Defense, Ball-Movement, and shooting percentage a problem for OKC.
By Addam Francisco
Hopes were high for Oklahoma City Friday night as Derek Fisher returns to the Chesapeake Energy Arena... As a head coach. Unfortunately he was the head coach of the opposing team the New York Knicks, and beat his former squad in a nail-biter 93-90. Had to be a great feeling for him but the Thunder falling to 7-6 on the season that's expected to be such a promising season has to be nothing but frustrating for OKC.
There were multiple problems displayed Friday night for the Thunder, most of which being a lingering problem all year.

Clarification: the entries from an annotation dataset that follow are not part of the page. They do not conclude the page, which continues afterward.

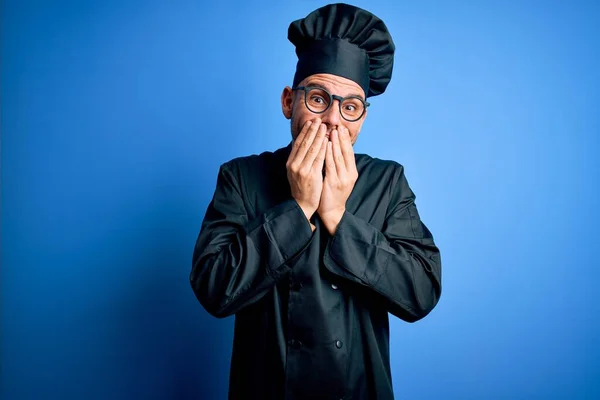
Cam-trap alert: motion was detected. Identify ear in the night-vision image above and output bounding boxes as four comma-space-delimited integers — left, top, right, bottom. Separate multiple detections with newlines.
281, 86, 294, 119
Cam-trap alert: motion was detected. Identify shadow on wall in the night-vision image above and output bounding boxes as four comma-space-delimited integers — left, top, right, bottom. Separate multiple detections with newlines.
73, 170, 234, 400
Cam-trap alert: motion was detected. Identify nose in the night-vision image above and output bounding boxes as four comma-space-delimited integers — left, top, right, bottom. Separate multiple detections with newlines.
321, 99, 342, 129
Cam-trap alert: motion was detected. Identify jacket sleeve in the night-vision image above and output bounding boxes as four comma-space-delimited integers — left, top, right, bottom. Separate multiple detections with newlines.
190, 164, 313, 318
324, 165, 441, 322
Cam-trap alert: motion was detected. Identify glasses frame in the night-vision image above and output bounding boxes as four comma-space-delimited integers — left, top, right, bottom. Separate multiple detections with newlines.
292, 86, 371, 122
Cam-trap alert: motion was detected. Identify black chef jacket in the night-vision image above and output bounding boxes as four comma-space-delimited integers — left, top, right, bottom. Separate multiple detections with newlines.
190, 145, 441, 400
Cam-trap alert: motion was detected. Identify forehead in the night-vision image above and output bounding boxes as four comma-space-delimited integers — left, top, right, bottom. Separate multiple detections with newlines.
299, 74, 365, 99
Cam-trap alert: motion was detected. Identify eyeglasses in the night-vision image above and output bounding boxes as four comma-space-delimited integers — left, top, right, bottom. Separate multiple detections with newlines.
292, 86, 370, 122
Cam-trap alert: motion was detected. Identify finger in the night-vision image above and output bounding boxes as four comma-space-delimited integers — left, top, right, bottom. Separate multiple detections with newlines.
340, 127, 356, 170
313, 131, 328, 171
325, 130, 337, 179
331, 130, 346, 174
288, 121, 313, 160
294, 118, 321, 163
302, 124, 327, 167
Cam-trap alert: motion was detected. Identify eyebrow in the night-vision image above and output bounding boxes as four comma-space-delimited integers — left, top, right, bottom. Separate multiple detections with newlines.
304, 81, 366, 101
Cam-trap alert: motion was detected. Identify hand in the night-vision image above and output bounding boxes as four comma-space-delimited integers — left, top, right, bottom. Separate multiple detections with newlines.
317, 127, 358, 235
285, 118, 327, 231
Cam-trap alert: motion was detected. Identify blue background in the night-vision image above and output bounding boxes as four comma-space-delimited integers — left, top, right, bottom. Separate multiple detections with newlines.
1, 0, 600, 400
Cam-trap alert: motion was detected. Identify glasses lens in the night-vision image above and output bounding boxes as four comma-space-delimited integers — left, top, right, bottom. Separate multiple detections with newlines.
306, 88, 331, 113
341, 97, 365, 121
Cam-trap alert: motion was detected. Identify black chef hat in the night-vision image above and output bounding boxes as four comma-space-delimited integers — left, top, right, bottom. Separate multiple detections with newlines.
288, 3, 395, 97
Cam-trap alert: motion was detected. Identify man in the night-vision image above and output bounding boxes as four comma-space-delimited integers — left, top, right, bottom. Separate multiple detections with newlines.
190, 4, 441, 399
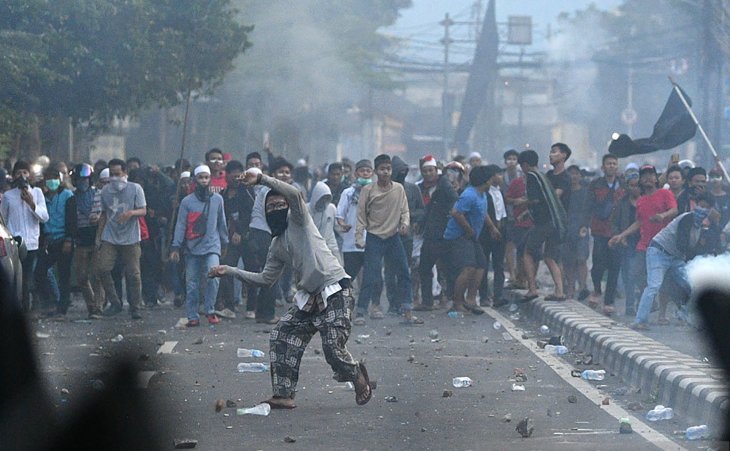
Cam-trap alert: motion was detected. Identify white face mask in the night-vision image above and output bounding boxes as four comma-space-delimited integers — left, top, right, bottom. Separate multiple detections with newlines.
109, 175, 127, 191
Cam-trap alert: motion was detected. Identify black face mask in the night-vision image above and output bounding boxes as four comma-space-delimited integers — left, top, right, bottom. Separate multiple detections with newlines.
195, 185, 210, 202
266, 208, 289, 237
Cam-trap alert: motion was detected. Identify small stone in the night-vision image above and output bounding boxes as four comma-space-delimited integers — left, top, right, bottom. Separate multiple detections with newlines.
515, 418, 535, 438
172, 438, 198, 449
215, 399, 226, 412
626, 401, 644, 412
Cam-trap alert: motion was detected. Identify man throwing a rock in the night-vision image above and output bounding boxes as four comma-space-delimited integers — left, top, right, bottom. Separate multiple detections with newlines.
208, 168, 372, 409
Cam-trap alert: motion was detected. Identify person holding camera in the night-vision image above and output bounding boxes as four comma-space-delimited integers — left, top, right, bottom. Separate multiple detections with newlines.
170, 165, 228, 327
0, 160, 48, 312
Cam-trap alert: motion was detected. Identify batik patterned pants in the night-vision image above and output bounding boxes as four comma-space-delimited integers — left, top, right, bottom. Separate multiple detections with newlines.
269, 288, 358, 398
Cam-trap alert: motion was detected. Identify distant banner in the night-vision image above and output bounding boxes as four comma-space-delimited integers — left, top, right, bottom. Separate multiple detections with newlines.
608, 86, 697, 158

Defense, and ball movement seem to be the Thunder's biggest problem this year, along with inconsistent shooting. With this shooting issue, it seems like one game everyone will be hitting on all cylinders then the next game they'll shoot 38 percent from the field, like tonight.
Defense seems to be one of the major issues of this team thus far in this early season, the Knicks came into the Peake and only dropped 93 points, which to the average fan looks great defensively for OKC but what they tend to overlook is the fact that New York shot 45.8 percent from the field and even worse (for us) 60 percent from three point line. Yes, you read correctly... 12-of-20 from the three point line. Thats a a little more than a third of their points right there. In order for Oklahoma City to make any kind of run in the NBA, better yet the Western Conference, they are going to have to play perimeter defense on these teams. They have to stop letting players like Lance Thomas (former Thunder player) score 12 points on us. However, a positive side I saw from our defense was Dion Waiters. Along with his 16 points, he played outstanding on-ball defense, and he did a great job of jumping the passing lanes. That led to three steals and one forced steal. Oklahoma City needs Dion to play like this every game, along with Andre Roberson. It would be nice to see other guards play on-ball defense like those two.

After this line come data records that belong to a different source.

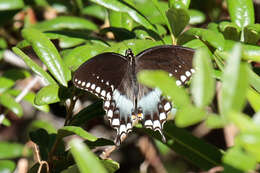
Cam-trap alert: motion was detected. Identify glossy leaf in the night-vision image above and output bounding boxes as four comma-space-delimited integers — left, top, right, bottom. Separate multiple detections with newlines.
222, 40, 260, 62
33, 16, 98, 31
61, 164, 80, 173
22, 29, 71, 86
227, 0, 255, 28
109, 10, 133, 31
64, 45, 106, 71
100, 159, 120, 173
236, 130, 260, 163
69, 138, 107, 173
166, 8, 190, 37
175, 106, 206, 127
142, 121, 222, 170
0, 69, 30, 93
222, 147, 257, 172
82, 4, 107, 20
219, 21, 241, 41
178, 28, 225, 50
13, 47, 57, 84
244, 23, 260, 44
91, 0, 156, 31
7, 89, 50, 112
0, 93, 23, 117
191, 49, 215, 107
219, 44, 248, 115
28, 120, 57, 134
206, 114, 226, 128
228, 111, 260, 132
188, 9, 206, 25
0, 160, 16, 173
34, 85, 60, 105
169, 0, 190, 8
0, 0, 24, 11
138, 70, 191, 107
58, 126, 97, 142
247, 88, 260, 112
0, 141, 23, 159
248, 69, 260, 93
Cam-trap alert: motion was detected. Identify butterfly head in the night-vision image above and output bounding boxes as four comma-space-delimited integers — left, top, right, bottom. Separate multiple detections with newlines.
125, 49, 135, 65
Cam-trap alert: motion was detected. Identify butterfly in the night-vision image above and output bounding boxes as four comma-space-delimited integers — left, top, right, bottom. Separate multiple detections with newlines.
73, 45, 194, 145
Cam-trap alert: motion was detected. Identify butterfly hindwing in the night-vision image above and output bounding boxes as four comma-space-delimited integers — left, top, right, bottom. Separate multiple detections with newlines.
136, 45, 194, 85
136, 45, 194, 140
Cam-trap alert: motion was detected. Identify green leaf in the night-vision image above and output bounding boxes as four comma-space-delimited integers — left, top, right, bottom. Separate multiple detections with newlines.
227, 0, 255, 28
0, 93, 23, 117
22, 29, 71, 86
166, 8, 190, 37
188, 9, 206, 25
142, 121, 222, 170
0, 69, 30, 93
64, 45, 106, 71
219, 44, 248, 115
82, 4, 107, 21
228, 111, 260, 132
108, 10, 133, 31
249, 69, 260, 93
169, 0, 190, 8
34, 85, 60, 105
178, 28, 225, 50
244, 24, 260, 44
7, 89, 50, 112
12, 47, 57, 84
2, 118, 11, 127
33, 16, 98, 32
61, 164, 80, 173
69, 138, 107, 173
0, 0, 24, 11
100, 27, 135, 41
191, 48, 215, 108
219, 21, 241, 41
0, 142, 23, 159
0, 160, 15, 173
206, 114, 226, 128
69, 100, 105, 126
103, 39, 163, 55
175, 106, 206, 127
100, 159, 120, 173
221, 40, 260, 62
222, 147, 257, 172
137, 70, 191, 107
236, 130, 260, 162
28, 120, 57, 134
58, 126, 97, 142
91, 0, 156, 32
247, 88, 260, 112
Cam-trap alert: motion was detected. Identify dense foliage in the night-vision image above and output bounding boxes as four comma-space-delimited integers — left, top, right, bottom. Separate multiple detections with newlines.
0, 0, 260, 173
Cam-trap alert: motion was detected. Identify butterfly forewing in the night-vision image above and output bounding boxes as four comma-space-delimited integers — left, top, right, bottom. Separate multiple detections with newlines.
73, 53, 128, 100
136, 45, 194, 84
73, 46, 194, 144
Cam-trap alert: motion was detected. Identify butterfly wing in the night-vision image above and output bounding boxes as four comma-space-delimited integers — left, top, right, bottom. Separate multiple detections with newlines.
136, 45, 194, 140
73, 53, 133, 145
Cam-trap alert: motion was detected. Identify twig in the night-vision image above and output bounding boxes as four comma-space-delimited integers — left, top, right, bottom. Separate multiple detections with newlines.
224, 124, 238, 147
0, 76, 40, 124
138, 137, 167, 173
3, 50, 28, 69
33, 143, 50, 173
99, 145, 117, 160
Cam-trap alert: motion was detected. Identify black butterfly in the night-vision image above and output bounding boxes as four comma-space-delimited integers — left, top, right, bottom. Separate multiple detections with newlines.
73, 45, 194, 145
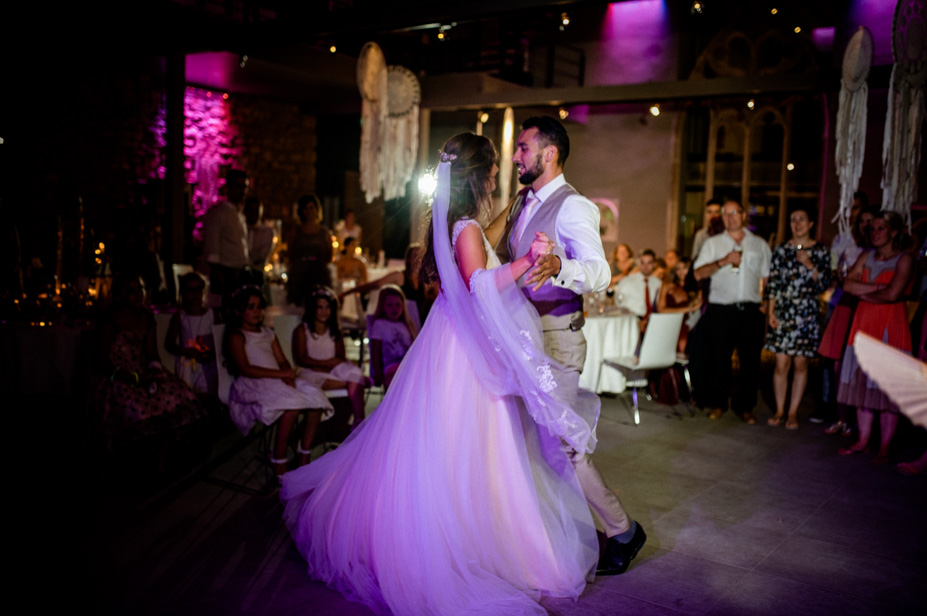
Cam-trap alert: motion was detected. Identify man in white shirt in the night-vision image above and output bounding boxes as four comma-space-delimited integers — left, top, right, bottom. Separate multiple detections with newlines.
486, 117, 647, 575
203, 169, 252, 296
615, 248, 663, 332
694, 201, 772, 424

Ball movement is a slight problem for the Thunder this year, just like it was last year when Kevin Durant was out for that extended time. OKC cant continue to rely on Russell to make plays, just seeming to wait for the ball to bounce off the rim perfectly for an offensive rebound. Although offensive rebounds are great, there are many times where they wouldn't have been necessary if someone would have made an extra pass or two. When watching other elite teams like Golden State, San Antonio and Cleveland play, that seems to be the common denominator... BALL MOVEMENT. That's the key to offensive efficiency! Even though OKC is at the top of the league in scoring, imagine where it could be if there was more ball movement. Russell is known for taking a lot of shots, that's what is expected out of him but 34 points off 11-of-29 shooting is outrageous and there were at least 10 shots that he had to force because there weren't any players moving on the offensive end to get open for a good shot.
Although OKC outscored the Knicks in the paint 52-16, they lost the game. Thats weird, why? Well when the Knicks shoot 12-of-20 from the three point line and we shoot 3-of-29, that doesn't seem as crazy. As a team Oklahoma City only shot 38 percent from the floor and 10 percent from the three point line. Oh yeah, just to mention they missed five free throws. This shooting percentage however, ties back to ball movement. Those two things seem to go hand in hand. If you don't move the ball around to get an open shot, that causes for desperation threes late in the shot-clock, something that was obviously happening tonight. With OKC's diverse players like Serge Ibaka being an inside and outside threat you would think that there would be many options for open looks, but there isn't.
Oklahoma City falls to 7-6 and you can feel the tension due to frustration in the locker room. Not much interaction, no jokes like they normally do, just a shower, maybe an interview and that's it. Hopefully Kevin Durant's return on Sunday against the streaking Dallas Mavericks (9-4) will motivate this team to start playing like they know they can play, fixing these three problems, defense, ball movement, and shooting.